EDITORIAL
Is Zimmerman America's Dreyfus?
By Anthony Wile - April 21, 2012

I've been tracking the George Zimmerman case and it does seem to have some surface parallels to the infamous Dreyfus Affair.

For those of you who may not know, Dreyfus was a Jew who was accused of passing French military secrets to the German Embassy in Paris. He was declared guilty and sent to Devil's Island in French Guiana where he spent almost five years.

In 1896, evidence was unearthed that a French Army major named Ferdinand Walsin Esterhazy may have been the one passing information but that evidence was suppressed and Dreyfus's conviction was sustained.

It took many more years but Dreyfus was eventually set free. He was reinstated as a major in the French Army and served throughout World War I, eventually reaching the rank of Lieutenant Colonel.

Regardless of whether Esterhazy was an agent of a greater power or whether the affair itself was orchestrated, the controversy surrounding Dreyfus was surely indicative of larger issues surrounding France at the time.

The issue then was anti-Semitism.
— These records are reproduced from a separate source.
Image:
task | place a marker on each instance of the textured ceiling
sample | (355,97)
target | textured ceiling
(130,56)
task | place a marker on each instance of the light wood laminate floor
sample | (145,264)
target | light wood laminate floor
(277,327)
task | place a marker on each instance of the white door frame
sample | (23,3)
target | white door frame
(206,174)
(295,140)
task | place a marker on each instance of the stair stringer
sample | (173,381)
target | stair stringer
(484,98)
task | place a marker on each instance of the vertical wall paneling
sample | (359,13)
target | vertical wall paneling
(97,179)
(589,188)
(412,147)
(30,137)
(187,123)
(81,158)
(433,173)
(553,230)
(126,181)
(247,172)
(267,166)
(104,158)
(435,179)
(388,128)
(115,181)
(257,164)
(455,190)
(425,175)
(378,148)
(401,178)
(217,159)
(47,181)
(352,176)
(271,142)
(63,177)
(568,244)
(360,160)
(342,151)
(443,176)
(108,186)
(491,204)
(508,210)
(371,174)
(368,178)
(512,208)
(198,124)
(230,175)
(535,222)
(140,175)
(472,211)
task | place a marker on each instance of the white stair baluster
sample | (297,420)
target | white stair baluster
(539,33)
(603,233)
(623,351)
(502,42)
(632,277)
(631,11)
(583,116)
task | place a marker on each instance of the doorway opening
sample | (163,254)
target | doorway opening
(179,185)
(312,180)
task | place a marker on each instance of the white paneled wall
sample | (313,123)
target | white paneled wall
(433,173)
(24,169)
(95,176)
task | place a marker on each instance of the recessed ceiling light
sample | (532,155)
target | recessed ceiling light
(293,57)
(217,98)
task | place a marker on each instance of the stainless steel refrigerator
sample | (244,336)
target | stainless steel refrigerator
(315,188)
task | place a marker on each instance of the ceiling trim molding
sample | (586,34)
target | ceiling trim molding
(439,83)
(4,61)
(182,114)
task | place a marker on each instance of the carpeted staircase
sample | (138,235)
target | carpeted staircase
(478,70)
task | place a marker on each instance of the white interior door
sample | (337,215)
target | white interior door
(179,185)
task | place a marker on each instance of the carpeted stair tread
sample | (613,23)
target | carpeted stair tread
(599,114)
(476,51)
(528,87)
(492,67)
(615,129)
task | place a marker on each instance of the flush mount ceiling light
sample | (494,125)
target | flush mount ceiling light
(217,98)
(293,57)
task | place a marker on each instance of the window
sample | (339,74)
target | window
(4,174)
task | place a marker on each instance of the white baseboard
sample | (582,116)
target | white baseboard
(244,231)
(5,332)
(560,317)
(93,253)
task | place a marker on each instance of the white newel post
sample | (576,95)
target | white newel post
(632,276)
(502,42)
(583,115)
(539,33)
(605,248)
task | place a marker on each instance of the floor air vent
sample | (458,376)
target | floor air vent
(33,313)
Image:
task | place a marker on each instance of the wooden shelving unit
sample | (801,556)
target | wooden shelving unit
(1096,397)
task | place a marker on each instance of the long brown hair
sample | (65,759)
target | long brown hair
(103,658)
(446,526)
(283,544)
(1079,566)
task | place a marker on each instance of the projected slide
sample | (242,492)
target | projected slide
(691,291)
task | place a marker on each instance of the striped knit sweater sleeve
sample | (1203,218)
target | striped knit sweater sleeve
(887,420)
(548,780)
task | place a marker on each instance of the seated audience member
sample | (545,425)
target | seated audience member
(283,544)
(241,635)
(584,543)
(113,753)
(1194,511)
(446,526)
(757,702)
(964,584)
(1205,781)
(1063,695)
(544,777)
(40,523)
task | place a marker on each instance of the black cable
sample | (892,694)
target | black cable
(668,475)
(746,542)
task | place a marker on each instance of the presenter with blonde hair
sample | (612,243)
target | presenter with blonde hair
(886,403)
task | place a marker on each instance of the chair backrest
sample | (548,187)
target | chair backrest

And while modern France has in a sense moved on, it remains a society riven by class conflicts and economic inequalities that are either glossed over or sanctioned by law.

The French Revolution itself stands athwart the American revolution that was fought somewhat within a republican ambit, thanks to the framing of thinkers and visionaries like Thomas Paine and Thomas Jefferson.

The American Revolution's espoused aim was individual freedom. Unfortunately, the French Revolution was evidently influenced by the Age of Enlightenment and the Rousseau-like vision that humankind could be perfected by the proper application of logic and scientific thought.

The medium that was to provide this transformative grace was the government itself, in this the case a "republican" government that was created out of the terror of the Revolution and the busy bloodletting of the guillotine.

French society, in my view, has never entirely recovered from the Age of Enlightenment and still habitually looks to government to provide both solutions and economic succor.

In fact, they're apparently about to elect another socialist to the presidency and that's not going to end well, either. History continues.

And it continues in America, too, which began as a republic but is now surely turning into something else. The alphabet soup of American spy agencies as well as Draconian, authoritarian legislation now issuing out of Washington, DC, tells us that the formal US legislative process has gone badly wrong.

The US is surely an authoritarian state these days. There are millions on the government payroll, thousands of government spies and US official institutions are growing more and more frightened of their own people. The US Department of Homeland Security recently placed an order for hundreds of millions of hollow-point bullets. Homeland Security is a DOMESTIC agency.

Empire was achieved after World War II, but all empires eventually oppress their own citizens as well as those in other countries. That seems to be what's happening today.

Empires by their nature are pathological societies. Fear is a paramount signature of empires, along with corruption at the top, public shows of immorality and a general, evolutionary breakdown of civil society.

This is because empires substitute the rule of law for the discipline of private markets. Societies often begin anarchically, with private law and private morality enforced by the culture itself.

But over time, the private nature of society is gradually replaced by "law" and government mandates. What was once voluntary becomes coercive and people's behaviors become regulated by bureaucracies rather than by internal codes of behavior.

Within this context, society itself becomes increasingly unmoored. Once moral values have evolved into legal codicils, social mores become public passion plays. This is what's happening now with the Zimmerman mess.

Just as with the Dreyfus Affair, individual acts are being imbued with larger, societal characteristics. This can only happen in a society where the government has grown so large and intrusive that people are used to projecting their own problems and prejudices onto public events.

Once the private has become the public, it is relatively easy for government-controlled media to imbue almost any incident with moral and cultural power. In fact, in a healthier society such transformative conversations would not be possible. People would not put up with it.

But in a society where the power elite has worked relentlessly to make government the arbiter, such a trick is much easier to pull off. People have been trained to look to government for moral and legal insights.

In such societies, people no longer look inward – they've lost the habit of introspection. Instead, government itself sets the parameters of behavior and creates the larger societal conversation as well.

I would argue this is what's happening in the Zimmerman case. People are projecting their own prejudices and belief systems onto the case.

If Zimmerman is guilty, it's because he saw a young black man, assumed he was up to no good and shot him. If he is innocent, it's because he was attacked by the young man and shot him in self-defense.

I won't speculate on Zimmerman's guilt or innocence here. My point is only that the amount of attention being paid to the case and the heightened emotions it arouses may tell us more about the current state of the US union than about Zimmerman himself, or his actions.

The US is a pretty miserable place right now with unemployment between 20 and 30 percent and food stamp usage soaring well beyond 40 million. People are looking for outlets for their frustration, and the Zimmerman affair provides one.

In this sense, it is perhaps a window into the collective psyche of the American people. The mechanism itself – this too-public dialogue about an issue that in another place and time would have been localized – is discouraging.